IBM Mainframes and APL performance 
Author Message
 IBM Mainframes and APL performance

Does anyone out there have any inside information as to which of the
current IBM mainframe processors work best with APL ???

The company I now work for (no names, no P45) recently "upgraded" from
a 9672-R75 G4 Enterprise Server to a 9672-RD6 G5 Enterprise Server.
Although the overall performance was quoted by IBM as being 30%
better, in fact the APL performance got 30% WORSE !!  They rapidly
backed out the upgrade, and went instead to a 9672-R85 G4.

Given that in an earlier job I worked on the IBM configurators I
wasn't too surprised at what happened - only that the IBM sales rep
hadn't checked out the performance figures properly.

IIRC, the G4 Enterprise Servers were optimised for business /
scientific purposes, and thus give superior performance on large APL
applications than the later G5 and G6 models.

Anyone have any comments ?

John Warden



Mon, 03 May 2004 23:42:10 GMT  
 IBM Mainframes and APL performance
 Unfortunately your question has no simple answer.

 For example, if you asked "which IBM processor computes xxxx in SHARP APL most
quickly" then this could be answered for a given xxxx (although I don't claim to
have such answers readily available). More general questions can't.

 The reason is the complexity both of the APL implementations and the IBM
processors. IBM rates processors in MIPS because they have to use some measure,
but "IBM MIPS" does *not* normally mean "million instructions per second"
exactly. (Even if it did, you would need to know *which* instructions. A 5
megabyte MVCL (memory to memory move) is going to be quite a lot slower than a
simple LR, which only shuttles 32 bits between two registers.) It instead is a
measure of how quickly certain benchmarks run on the processors. This in turn is
related to things like clock speed, memory speed, cache organization,
inter-engine contention, and very importantly the interaction between the
preceding and workload profile. So, for instance, on a fast 4-way a workload
with a lot of time in critical sections will outperform an 8-way even with a
higher MIPS rating if the engines are slower. But a workload that doesn't have
such severe critical sections may vastly outperform on the 8-way.

 This rather simple observation applies to less obvious bottlenecks throughout
the very complex set of devices which is a modern IBM mainframe. And there are
other less obvious considerations as well. As one example, one time when we
looked into this we concluded that SHARP APL *at the time* outperformed most IBM
benchmarks on even their UP machines because the interpreter had good locality
of reference. Thus we were getting more benefit from the memory cache and the
TLB (a cache used in resolving virtual addresses) than their benchmarks.

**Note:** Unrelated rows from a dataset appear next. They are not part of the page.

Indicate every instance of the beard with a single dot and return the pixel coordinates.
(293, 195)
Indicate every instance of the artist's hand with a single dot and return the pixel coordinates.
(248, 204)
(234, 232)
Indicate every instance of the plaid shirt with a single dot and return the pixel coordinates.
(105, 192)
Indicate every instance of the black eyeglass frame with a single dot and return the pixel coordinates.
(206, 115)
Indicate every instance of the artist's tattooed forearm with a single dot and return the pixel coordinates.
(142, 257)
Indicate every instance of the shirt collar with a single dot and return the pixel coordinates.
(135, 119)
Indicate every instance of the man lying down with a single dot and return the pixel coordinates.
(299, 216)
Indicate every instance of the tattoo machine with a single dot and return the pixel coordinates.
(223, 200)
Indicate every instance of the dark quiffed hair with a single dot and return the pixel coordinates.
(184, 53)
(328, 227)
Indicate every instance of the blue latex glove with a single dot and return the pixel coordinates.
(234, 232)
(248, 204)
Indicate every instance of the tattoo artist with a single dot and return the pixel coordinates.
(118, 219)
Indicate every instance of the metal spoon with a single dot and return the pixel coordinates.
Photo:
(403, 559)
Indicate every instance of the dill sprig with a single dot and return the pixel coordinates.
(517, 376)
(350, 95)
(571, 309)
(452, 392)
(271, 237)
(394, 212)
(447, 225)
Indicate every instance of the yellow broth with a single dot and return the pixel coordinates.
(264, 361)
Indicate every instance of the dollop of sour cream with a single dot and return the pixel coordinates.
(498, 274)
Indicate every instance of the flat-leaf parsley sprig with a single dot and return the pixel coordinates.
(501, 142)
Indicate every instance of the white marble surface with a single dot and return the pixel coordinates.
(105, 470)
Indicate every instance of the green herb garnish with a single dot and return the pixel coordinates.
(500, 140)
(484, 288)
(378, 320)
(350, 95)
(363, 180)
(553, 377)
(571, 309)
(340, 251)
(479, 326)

 So the bottom line is that what is missing in predicting how well a new machine
will run an APL given only the machine specifications is a measure of how the
APL workload compares in its use of the machine facilities with the benchmarks
IBM uses to prepare the specifications. This is not, in general, a measure that
it would be easy to acquire. And of course because of the complexity of both
workloads it would not necessarily be very useful in the next situation even if
one could manage to work it out in the present one.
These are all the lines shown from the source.